The President often says “let me be clear” in his speeches but in the case of his October 21st Rose Garden speech on Healthcare.gov he was not clear. His spokesperson Jay Carney was even less clear the same day. In fact he was just wrong.
During Monday’s press briefing Jon Karl challenged Jay Carney over the idea that people could enroll for Obamacare by phone. Karl asked Carney why the President said people could call the 800 number and sign up in 25 minutes when phone applications eventually have to be transmitted through Healthcare.gov.
Carney responded that the President’s statement about phone applications was intended to bypass the account creation bug on the website. In other words, people could apply, i.e. have someone help them fill out a paper application. That does not mean they could enroll in that time.
Carney eventually became exasperated over Jon Karl’s apparent confusion but he shouldn’t have. I went back and looked at what the President and Carney had said about using the phone number. The President got it partly right in the Rose Garden but Carney clearly got it wrong. First, here’s the President speaking October 21st:
Yesterday we updated the website’s homepage to offer more information
about the other avenues to enroll in affordable health care until the
online option works for everybody. So you’ll find information about how
to talk to a specialist who can help you apply over the phone or to
receive a downloadable application you can fill out yourself and mail
Once you get on the phone with a trained representative, it usually
takes about 25 minutes for an individual to apply for coverage, about 45
minutes for a family. Once you apply for coverage, you’ll be contacted
by mail, by email or postal mail, about your coverage status.
What the President did not say is that choosing a plan an enrolling in one can not be done by phone. But the same day Carney completely mangled this point during the press briefing: [emphasis added]
on the website it prominently features a pathway to allow you to enroll
through call centers. As the President said and others have said, we
have beefed up the staffing of call centers, HHS has, to ensure that the
obvious high numbers of Americans who are interested in finding out
about their insurance options have ways to do that and ways to enroll —
because there are four ways. It’s not just online. It’s by phone, in
person, or by mail, in addition to online, to register and to enroll in
these insurance options…
HHS and CMS have been taking the actions they’ve taken, have already
introduced improvements to the website, have made clear to Americans
across the country that there are ways to enroll through the toll-free
number, in person, as well as by mail…
You can enroll over the phone. You can enroll in person.
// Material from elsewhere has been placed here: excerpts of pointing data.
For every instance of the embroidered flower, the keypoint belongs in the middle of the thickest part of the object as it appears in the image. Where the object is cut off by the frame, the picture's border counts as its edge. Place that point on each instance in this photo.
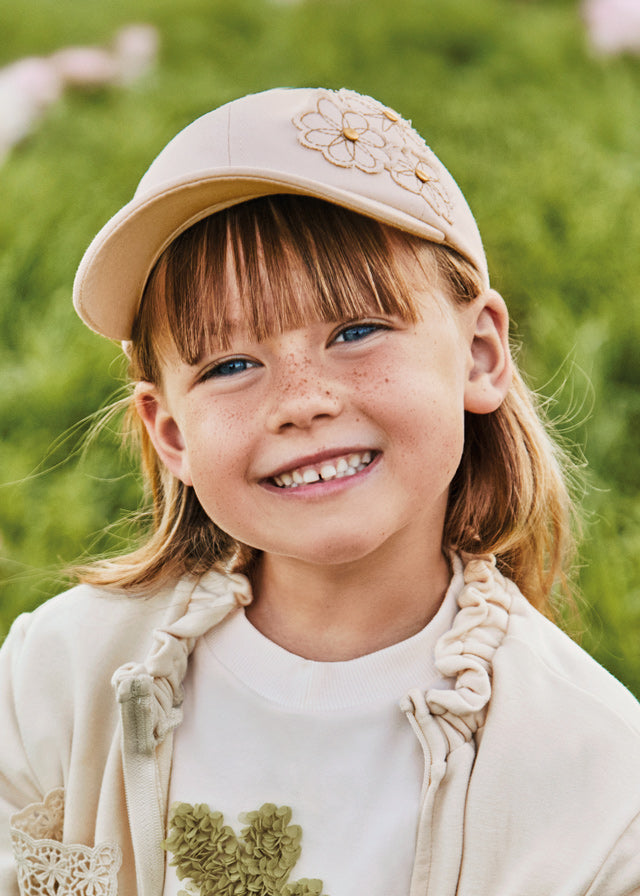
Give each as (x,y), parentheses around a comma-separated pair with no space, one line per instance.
(416,172)
(354,131)
(343,135)
(212,861)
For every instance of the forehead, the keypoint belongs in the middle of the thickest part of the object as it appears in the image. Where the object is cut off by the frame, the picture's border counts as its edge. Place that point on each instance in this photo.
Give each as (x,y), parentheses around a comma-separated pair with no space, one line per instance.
(276,264)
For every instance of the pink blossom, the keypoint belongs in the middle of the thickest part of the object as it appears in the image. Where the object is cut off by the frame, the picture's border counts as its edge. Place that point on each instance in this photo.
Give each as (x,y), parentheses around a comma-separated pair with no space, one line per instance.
(613,25)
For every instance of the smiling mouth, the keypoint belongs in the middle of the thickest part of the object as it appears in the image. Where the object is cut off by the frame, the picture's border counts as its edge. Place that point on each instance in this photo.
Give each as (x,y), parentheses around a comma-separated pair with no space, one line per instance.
(336,468)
The President was careful not to say that you could “enroll” through a call center. But Carney just got it wrong multiple times, making it sound as if you could go through the entire process by phone.
As the Washington Post’s Sarah Kliff pointed out at the time, you can not enroll by phone. One operator told her “The only thing we can do is submit an application for you.”
So what the President said was true but also substantially incomplete to the point of being misleading. Yes, you can apply by phone but then you’ll just have to wait until some time in the future when the website is working to be able to enroll. It’s not clear how that really helps anyone.
But what Carney said was simply wrong. You can not enroll by phone. Rather than get exasperated with Jon Karl, Carney should save it for the person who created the confusion in the first place. In other words, Carney should take it up with Jay Carney.